We receive fabulous stories on a regular basis from people who have made our 4KT Elephants and gifted them to friends and loved ones.
Those who make elephants for us to donate to local children's charities can also feel that they are making a difference now that the first collection of elephants have been recently delivered to Tedz 4 Kidz!
Here's the wonderful letter we received in response:
We will be continuing to run workshops, and encouraging home sewists, to keep the pachyderms coming, as we head towards our goal of four thousand! It is heart warming to think of all the homes and hearts these will help to brighten.
We are always delighted to have people pop in to Stitch Kitchen and access our amazing 'pantry' of fabrics, notions, patterns and assorted textile-related oddments! At our first major FABRIC SALE back in May, we realised there was fun to be had in pulling out ALL the boxes which usually get tucked away in the day-to-day running of the studio, and giving people the full Aladdin-esque experience of our own cave of wonders.
Beside the fun had last time, we have two serious reasons to hold another Studio Sale now:
The first being the abundance of amazing donations we have been receiving; including vintage patterns, wool samplers woven at Roslyn Mill, merino wool knit fabrics, and velvet galore... all of which is taking up room where there wasn't room available to take up (fabricaholics among you will know exactly what I mean)! Plus, there's nothing like inviting people to visit to motivate spring cleaning and getting things in order.
The second reason is an invitation we received to share about our work at this year's Costume and Textile Association of New Zealand national conference, in Nelson, and the need for funds to get there.
Last year's conference was held in Dunedin, and Fiona (Clements), Desi, and I (Fiona Jenkin) greatly enjoyed awakening our inner academics; learning about wide ranging topics of past research and future development; and most of all, meeting and sharing discussions with the other delegates and presenters.
When we learned that the theme for this year's conference was "A Common Thread", we put forward an abstract to present our work: 'Stitch Kitchen: recipe for building community', about our projects, and our vision for enhancing community, through creative textile projects that help to build resilience and reduce waste.

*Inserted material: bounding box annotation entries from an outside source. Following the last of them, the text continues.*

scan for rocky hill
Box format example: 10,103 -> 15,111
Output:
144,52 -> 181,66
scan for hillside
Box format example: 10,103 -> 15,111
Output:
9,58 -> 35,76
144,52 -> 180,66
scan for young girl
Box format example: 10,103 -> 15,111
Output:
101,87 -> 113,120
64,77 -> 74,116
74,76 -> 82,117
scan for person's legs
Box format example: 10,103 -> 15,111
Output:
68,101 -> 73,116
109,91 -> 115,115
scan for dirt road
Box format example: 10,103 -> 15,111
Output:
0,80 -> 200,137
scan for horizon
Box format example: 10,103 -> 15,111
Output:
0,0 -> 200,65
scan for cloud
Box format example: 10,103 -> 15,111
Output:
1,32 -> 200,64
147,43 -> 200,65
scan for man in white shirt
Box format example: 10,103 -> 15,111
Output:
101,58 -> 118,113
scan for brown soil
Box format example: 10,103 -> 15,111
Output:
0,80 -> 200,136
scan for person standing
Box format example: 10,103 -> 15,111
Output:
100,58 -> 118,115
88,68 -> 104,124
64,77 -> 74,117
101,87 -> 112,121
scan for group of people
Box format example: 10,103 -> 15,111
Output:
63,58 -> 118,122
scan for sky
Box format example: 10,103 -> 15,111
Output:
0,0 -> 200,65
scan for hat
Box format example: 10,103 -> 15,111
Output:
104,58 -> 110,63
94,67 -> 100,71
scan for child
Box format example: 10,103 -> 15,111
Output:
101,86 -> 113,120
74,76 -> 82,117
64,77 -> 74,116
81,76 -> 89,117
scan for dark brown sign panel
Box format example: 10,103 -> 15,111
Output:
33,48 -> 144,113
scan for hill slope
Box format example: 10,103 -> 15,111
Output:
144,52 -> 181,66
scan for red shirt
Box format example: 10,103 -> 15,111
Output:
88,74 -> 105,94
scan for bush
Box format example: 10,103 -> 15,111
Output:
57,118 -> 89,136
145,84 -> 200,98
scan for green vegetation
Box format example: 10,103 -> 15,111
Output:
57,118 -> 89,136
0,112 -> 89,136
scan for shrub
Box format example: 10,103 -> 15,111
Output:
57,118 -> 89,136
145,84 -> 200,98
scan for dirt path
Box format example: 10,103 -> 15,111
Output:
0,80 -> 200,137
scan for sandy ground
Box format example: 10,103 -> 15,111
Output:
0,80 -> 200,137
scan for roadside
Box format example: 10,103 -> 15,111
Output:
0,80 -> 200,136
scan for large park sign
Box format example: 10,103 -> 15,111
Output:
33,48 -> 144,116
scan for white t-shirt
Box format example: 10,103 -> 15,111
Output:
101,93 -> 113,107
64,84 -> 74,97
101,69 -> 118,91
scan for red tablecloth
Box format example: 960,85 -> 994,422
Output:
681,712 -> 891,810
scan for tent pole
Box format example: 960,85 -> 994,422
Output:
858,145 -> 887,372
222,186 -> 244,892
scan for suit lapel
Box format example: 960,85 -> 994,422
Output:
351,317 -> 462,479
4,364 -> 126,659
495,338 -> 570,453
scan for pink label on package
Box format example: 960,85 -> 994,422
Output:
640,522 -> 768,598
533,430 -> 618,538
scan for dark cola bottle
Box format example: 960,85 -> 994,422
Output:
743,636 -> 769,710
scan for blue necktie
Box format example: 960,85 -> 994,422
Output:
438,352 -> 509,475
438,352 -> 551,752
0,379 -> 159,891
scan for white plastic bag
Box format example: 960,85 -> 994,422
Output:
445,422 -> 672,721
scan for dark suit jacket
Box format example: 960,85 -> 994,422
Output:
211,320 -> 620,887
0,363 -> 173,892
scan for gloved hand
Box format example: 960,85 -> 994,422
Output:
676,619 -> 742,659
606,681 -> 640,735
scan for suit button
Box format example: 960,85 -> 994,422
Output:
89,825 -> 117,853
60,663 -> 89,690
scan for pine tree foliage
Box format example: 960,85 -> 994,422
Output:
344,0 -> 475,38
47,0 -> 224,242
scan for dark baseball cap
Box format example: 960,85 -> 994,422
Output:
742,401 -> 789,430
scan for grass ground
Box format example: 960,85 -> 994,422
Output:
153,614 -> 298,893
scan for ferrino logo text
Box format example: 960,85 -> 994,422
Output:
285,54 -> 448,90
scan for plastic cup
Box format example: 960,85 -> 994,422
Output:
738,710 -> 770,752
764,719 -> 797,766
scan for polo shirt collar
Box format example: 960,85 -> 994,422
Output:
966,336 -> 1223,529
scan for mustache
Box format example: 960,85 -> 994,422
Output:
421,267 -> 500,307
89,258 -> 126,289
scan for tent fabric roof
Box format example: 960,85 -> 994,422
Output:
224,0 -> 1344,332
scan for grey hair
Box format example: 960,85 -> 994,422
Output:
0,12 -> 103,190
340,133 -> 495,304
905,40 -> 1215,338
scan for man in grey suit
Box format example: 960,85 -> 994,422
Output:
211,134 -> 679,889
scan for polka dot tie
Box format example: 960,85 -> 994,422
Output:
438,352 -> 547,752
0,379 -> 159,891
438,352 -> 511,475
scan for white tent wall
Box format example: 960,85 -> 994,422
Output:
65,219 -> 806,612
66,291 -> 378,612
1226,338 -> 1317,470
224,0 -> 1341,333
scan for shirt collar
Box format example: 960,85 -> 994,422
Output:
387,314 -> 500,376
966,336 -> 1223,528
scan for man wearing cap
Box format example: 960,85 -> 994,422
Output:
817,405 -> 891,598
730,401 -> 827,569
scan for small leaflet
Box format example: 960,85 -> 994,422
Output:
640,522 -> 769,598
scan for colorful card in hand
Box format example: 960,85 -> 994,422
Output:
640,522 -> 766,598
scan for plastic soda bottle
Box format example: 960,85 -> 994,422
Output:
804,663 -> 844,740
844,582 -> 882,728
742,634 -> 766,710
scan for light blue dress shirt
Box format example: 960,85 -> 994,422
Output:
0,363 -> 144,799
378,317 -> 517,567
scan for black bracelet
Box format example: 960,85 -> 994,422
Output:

It was a great honor to have our abstract accepted, to add our story to the wider discussion on fashion, history, and culture.
Now we just need to book accommodation, and register for the rest of the conference, and get there. A small matter of finding $2000 ish and traveling 1400km.
I imagine it will take us slightly longer than 9 1/2hrs through, as the lure of galleries and op-shops diverts us. We will have to be disciplined, however, so we don't end up coming back with too much found treasure. But then again, we know some good ways to share it.
11am - 4pm
@ Stitch Kitchen Studio
88 Vogel Street, crn Jetty Street
BYO bag/box. Eftpos will be available, but cash preferred
(technical gremlins slow things down considerably).
One of our great inspirations, Jane Milburn, will be returning to Dunedin for a brief visit later this month!
Jane is a Sustainability Consultant, Slow Clothing pioneer, TEDx speaker, upcycler, and agricultural scientist. Many of you will remember her fabulous talk and upcycling workshop from when she was here during Fashion Revolution Week and ID Fashion Week in 2017 (see our blog post on her previous visit here).
Jane will be at Stitch Kitchen for our open afternoon on Friday 23rd August. This will be a perfect afternoon for you to bring in your upcycling projects to get inspired.
We will also be hosting a social evening of sharing inspiration for natural fibres and upcycling at the studio, from 5-7pm.
This is a chance for everyone to discus ways to ..."slow down, take stock and consider the substance, not just the style, of the clothes you choose to wear. Become conscious of your wardrobe: buy less, choose natural fibres, mend what you have, value story, love second-hand and vintage, refuse cheap fashion, avoid toxic dyes, read labels, restyle what you have, share and swap, or buy ethical brands. If it suits you to do so, be empowered to sew, restyle and refashion clothing already in circulation. The slow clothing philosophy is summarised in a manifesto of actions and choices: think, natural, quality, local, few, care, make, revive, adapt and salvage" (from Jane's website Textile Beat)
While visiting NZ, Jane is looking forwarding to gathering a range of new material for another book and her website, including stories of favorite upcycling techniques and what inspires you, particularly around wellbeing and sustainability.
For those who haven't yet read her wonderful first book, 'Slow Clothing: Finding meaning in what we wear', you're welcome to pop in and read our copy, or you can now purchase a copy of your own from us!